No, your story didn’t need those things. It might even have been better without them, for many reasons and on many bases. Not everything is appropriate or necessary everywhere. But have you ever wondered what all our collective glazes and skates and skips add up to? Well, perhaps an episode or two of Risk! True Tales Boldly Told will show you how and why (and when) it’s actually a negative, or euphemized, a vacancy. A missing.

It’s not just aesthetics. Sex and drugs and bodily everything’s of every variety are not the extent of our discomforts in life and in weaves/recalls. Death kind of sucks.
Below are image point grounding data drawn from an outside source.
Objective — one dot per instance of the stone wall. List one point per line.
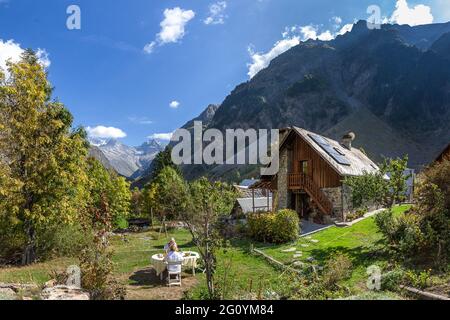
(335, 196)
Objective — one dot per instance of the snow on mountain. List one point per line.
(128, 161)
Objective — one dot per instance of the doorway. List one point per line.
(302, 205)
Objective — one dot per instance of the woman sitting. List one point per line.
(173, 256)
(167, 245)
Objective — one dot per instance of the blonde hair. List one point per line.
(173, 247)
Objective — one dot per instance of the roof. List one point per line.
(246, 192)
(246, 204)
(359, 162)
(247, 182)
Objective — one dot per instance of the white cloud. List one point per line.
(105, 132)
(292, 36)
(161, 136)
(10, 50)
(337, 20)
(413, 16)
(140, 120)
(442, 11)
(262, 60)
(346, 28)
(216, 13)
(43, 57)
(173, 28)
(174, 104)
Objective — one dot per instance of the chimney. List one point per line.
(347, 140)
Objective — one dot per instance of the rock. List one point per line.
(64, 293)
(50, 283)
(298, 264)
(7, 294)
(289, 250)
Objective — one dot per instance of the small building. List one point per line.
(245, 206)
(311, 174)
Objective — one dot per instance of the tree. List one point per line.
(376, 188)
(207, 203)
(41, 156)
(137, 202)
(167, 194)
(106, 184)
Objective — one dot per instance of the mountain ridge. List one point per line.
(396, 79)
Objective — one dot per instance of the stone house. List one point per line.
(311, 174)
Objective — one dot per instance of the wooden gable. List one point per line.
(323, 174)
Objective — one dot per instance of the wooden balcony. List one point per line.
(306, 183)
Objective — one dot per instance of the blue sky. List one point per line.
(203, 50)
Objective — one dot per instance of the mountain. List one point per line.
(128, 161)
(390, 86)
(96, 153)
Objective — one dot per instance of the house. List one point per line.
(311, 174)
(445, 154)
(251, 200)
(243, 190)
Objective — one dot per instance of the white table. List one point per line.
(188, 262)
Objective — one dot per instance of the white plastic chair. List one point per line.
(174, 272)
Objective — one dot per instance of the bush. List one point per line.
(357, 214)
(280, 227)
(60, 240)
(424, 232)
(392, 280)
(337, 269)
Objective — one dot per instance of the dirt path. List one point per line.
(146, 285)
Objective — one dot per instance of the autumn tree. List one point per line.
(207, 202)
(385, 188)
(41, 157)
(167, 194)
(115, 190)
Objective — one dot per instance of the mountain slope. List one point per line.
(128, 161)
(390, 86)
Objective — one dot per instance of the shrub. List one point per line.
(260, 225)
(357, 214)
(392, 280)
(337, 269)
(286, 226)
(280, 227)
(419, 280)
(424, 232)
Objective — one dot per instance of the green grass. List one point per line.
(239, 273)
(237, 268)
(362, 243)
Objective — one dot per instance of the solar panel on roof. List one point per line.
(332, 152)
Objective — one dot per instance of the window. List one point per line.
(304, 168)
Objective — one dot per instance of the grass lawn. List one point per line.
(237, 268)
(239, 273)
(362, 243)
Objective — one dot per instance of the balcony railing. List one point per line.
(306, 183)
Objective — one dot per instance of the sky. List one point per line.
(139, 69)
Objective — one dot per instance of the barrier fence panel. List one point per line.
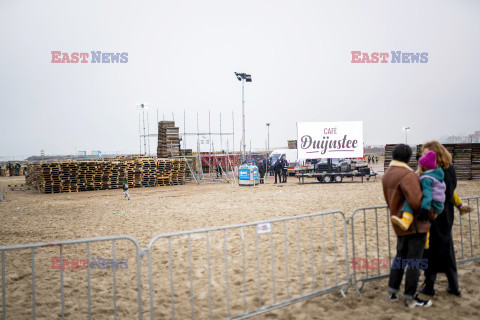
(466, 232)
(242, 270)
(72, 279)
(234, 271)
(373, 244)
(374, 241)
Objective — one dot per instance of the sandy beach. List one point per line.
(30, 217)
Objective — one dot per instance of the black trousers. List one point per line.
(262, 177)
(408, 247)
(279, 175)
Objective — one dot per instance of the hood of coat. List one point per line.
(437, 174)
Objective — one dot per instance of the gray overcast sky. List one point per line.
(182, 55)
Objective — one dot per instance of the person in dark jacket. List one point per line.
(261, 170)
(400, 184)
(441, 254)
(278, 170)
(266, 168)
(284, 169)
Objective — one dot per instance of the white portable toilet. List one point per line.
(248, 175)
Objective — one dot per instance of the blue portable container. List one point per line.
(248, 175)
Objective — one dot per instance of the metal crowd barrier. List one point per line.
(468, 226)
(373, 244)
(239, 271)
(374, 241)
(238, 290)
(61, 267)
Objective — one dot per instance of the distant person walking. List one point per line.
(277, 168)
(284, 169)
(125, 188)
(261, 170)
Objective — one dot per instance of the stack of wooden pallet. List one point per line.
(149, 172)
(164, 168)
(178, 171)
(186, 152)
(292, 144)
(73, 176)
(462, 160)
(413, 163)
(168, 140)
(466, 159)
(476, 161)
(388, 155)
(68, 176)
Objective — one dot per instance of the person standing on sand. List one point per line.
(125, 188)
(400, 184)
(441, 254)
(278, 170)
(284, 169)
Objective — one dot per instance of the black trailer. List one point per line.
(329, 173)
(335, 176)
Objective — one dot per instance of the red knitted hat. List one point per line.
(429, 161)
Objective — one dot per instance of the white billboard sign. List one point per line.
(330, 139)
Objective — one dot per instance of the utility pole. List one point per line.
(268, 137)
(248, 78)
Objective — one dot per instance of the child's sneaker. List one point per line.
(417, 302)
(464, 209)
(399, 222)
(392, 297)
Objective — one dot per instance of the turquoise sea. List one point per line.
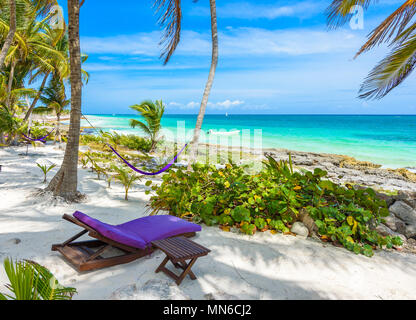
(387, 140)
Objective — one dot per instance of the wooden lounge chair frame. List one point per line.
(87, 255)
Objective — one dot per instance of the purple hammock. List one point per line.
(40, 139)
(170, 164)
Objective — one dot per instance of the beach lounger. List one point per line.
(133, 239)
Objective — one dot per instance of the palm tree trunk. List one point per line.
(65, 182)
(35, 101)
(10, 35)
(10, 85)
(208, 87)
(58, 128)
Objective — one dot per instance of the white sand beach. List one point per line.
(264, 266)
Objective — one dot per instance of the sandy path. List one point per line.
(261, 267)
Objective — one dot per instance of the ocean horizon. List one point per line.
(388, 140)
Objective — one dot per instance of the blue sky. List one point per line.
(276, 57)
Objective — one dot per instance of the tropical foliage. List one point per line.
(152, 113)
(45, 169)
(31, 281)
(398, 31)
(273, 200)
(127, 178)
(35, 51)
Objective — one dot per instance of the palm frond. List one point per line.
(391, 71)
(393, 25)
(170, 20)
(136, 123)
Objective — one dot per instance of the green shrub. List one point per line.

As does misery and cruelty, and prejudice and intolerance, and time, sometimes, not all of the time, but a lot of the time. Risk! diverges in precisely these territories from many other storytelling podcasts (all?) in its willingness to confront the nitty gritty, teary, slippery or messy, uncomfortable, searing.

This is not to say the storytellers it hosts are made to push for these details whenever possible; rather, there is no apparatus of censure for when the person feels it necessary, or more honest, to have them. And one lesson I’ve learned again and again from the show is how the littlest detail, what may ordinarily and elsewhere be skirted by design either conscious or unconscious, can be the story. What we don’t say, we say, just not the same.

Forget what makes it different for a moment, though. ‘Different’ isn’t the only adjective befitting the best art. Risk! is entertaining, funny, sad, – it horrifies, disturbs, haunts. It’s beautiful, and true, which the truth always is, even when it isn’t, for being what it is.

Are all of the stories amazing in any or all these ways? Not for me, no. But a lot of them are. More than I’d have ever guessed beforehand. The rest are just a good use of your time.

Take a risk and try it, for fuck’s sake. If not your own.